Hurston, tüm dinlediklerini, Cudjo’nun aksanına bile dokunmadan teğe bir kaydetti, böylelikle İç Savaş’ın sonuna kadar boyunduruk altında geçen bir hayata ve siyahların son köle gemisi Clotilda ile okyanusu aşmadan evvel Afrika’daki ömürlerine dair yeri ikame edilemeyecek bir eser çıkardı ortaya.

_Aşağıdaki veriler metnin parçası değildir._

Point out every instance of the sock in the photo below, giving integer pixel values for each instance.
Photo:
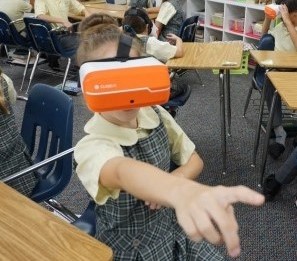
(280, 135)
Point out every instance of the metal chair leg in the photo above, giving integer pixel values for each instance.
(33, 72)
(247, 101)
(267, 136)
(199, 78)
(26, 68)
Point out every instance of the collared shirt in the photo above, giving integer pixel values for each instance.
(163, 51)
(58, 8)
(15, 9)
(104, 141)
(167, 11)
(283, 40)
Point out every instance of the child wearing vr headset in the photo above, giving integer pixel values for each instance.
(145, 211)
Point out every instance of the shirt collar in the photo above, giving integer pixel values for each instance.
(147, 119)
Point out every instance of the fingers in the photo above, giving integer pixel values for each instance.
(240, 194)
(227, 225)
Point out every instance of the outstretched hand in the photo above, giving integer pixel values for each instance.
(209, 214)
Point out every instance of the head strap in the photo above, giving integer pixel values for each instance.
(124, 47)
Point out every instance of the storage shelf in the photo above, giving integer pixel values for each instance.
(231, 10)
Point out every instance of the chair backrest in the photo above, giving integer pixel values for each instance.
(47, 130)
(5, 35)
(40, 35)
(188, 29)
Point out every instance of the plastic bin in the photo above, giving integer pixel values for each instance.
(257, 29)
(217, 20)
(237, 25)
(243, 68)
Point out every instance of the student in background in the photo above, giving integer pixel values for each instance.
(169, 19)
(56, 12)
(284, 175)
(15, 9)
(285, 36)
(13, 152)
(144, 210)
(141, 3)
(138, 20)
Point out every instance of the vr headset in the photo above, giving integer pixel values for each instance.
(124, 83)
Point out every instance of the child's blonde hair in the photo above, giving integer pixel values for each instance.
(95, 35)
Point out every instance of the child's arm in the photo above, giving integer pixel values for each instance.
(288, 23)
(266, 25)
(178, 42)
(198, 207)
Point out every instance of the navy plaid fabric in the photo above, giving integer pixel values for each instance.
(13, 154)
(135, 232)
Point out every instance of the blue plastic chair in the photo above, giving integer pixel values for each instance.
(266, 43)
(45, 41)
(47, 129)
(9, 36)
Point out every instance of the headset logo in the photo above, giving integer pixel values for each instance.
(105, 86)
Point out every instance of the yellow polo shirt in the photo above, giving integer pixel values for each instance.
(58, 8)
(104, 141)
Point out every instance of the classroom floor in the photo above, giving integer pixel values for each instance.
(268, 232)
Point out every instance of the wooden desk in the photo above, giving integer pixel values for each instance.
(116, 11)
(275, 59)
(269, 60)
(30, 232)
(285, 89)
(214, 55)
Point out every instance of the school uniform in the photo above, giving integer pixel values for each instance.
(125, 223)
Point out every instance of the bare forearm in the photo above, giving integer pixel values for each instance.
(51, 19)
(179, 46)
(266, 25)
(292, 32)
(142, 180)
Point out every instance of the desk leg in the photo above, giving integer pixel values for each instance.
(222, 116)
(257, 134)
(228, 100)
(267, 136)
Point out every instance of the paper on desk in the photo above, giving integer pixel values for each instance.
(267, 62)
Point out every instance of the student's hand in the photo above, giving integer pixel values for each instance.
(208, 213)
(172, 38)
(67, 24)
(285, 14)
(152, 206)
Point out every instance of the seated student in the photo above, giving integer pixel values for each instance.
(287, 172)
(15, 9)
(13, 153)
(285, 36)
(138, 20)
(56, 12)
(144, 211)
(169, 19)
(141, 3)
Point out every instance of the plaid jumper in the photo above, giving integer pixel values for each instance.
(135, 232)
(13, 153)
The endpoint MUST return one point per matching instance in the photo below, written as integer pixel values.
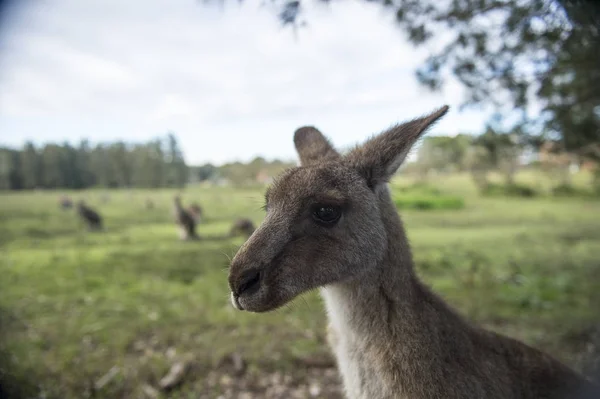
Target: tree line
(158, 163)
(498, 152)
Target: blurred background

Zincirlerden kurtulmanın öyküsü
Hayattayken Harlem Rönesansı’nın kilit müelliflerinden olsa da yapıtları görmezden gelinen, fakat Alice Walker’ın 70’lerdeki bir makalesinden sonra bedeli bilinmeye başlanan Zora Neale Hurston’ın yenen şeftaliler ve karpuz eşliğinde Cudjo Lewis’ten dinlediği Afrika’da geçen çocukluk anıları ve folklorik kıssaların, köle ticaretinin kan dondurucu gerçeklerinin, emansipasyon sonrası özgürlüğün ne manaya geldiğinin tarihten silinmemesini sağladığı yapıtı Baraka: Son “Köle Kargosunun” Gerçek Öyküsü zincirlerinden yıllar sonra kurtulan, sarsıcı bir hayatın anlatısı.